However, the rules of the ICC clearly state that “equipment and clothing regulations do not permit the display of messages that relate to political, religious or racial activities or causes during an international match.” According to latest reports, the ICC had asked the BCCI to make sure MS Dhoni removes the Army insignia from his gloves.

The directive has certainly not gone down well with Indian fans, who have even urged the BCCI to boycott the World Cup if Dhoni is not allowed to continue wearing the special pair of gloves.

#DhoniKeepTheGlove” has been trending on several social media platforms ever since the ICC directed the BCCI to remove the Army crest.

But a different pair of gloves without the symbol, appeared to conform with ICC regulations when India fielded after making 352 for five batting first against world champions Australia at the Oval.

So, what really happens when the rules are breached? Claire Furlong, ICC general manager — strategic communications, said in a statement that “for first breach, just a request to remove” is sent, followed by penalty.

ICC rules say that, “where any match official becomes aware of any clothing or equipment that does not comply with the rules, he shall be authorised to prevent the offending person from taking the field of play (or to order them from the field of play, if appropriate) until the non-compliant clothing or equipment is removed or appropriately covered up.”

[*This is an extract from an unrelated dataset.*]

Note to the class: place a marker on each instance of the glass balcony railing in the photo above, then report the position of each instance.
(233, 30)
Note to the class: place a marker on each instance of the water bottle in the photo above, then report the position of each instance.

Something similar had also occurred when cricketer Sachin Tendulkar had to stop having the Indian flag below the BCCI logo on the helmet following the Department of Home Affairs citing the Flag Code of India. Many other cricketers were also asked to stop using the flag. One of the arguments made was that cricketers spit on the field where the helmet is kept and also, they keep their boots beside the helmets, thus disrespecting the national flag.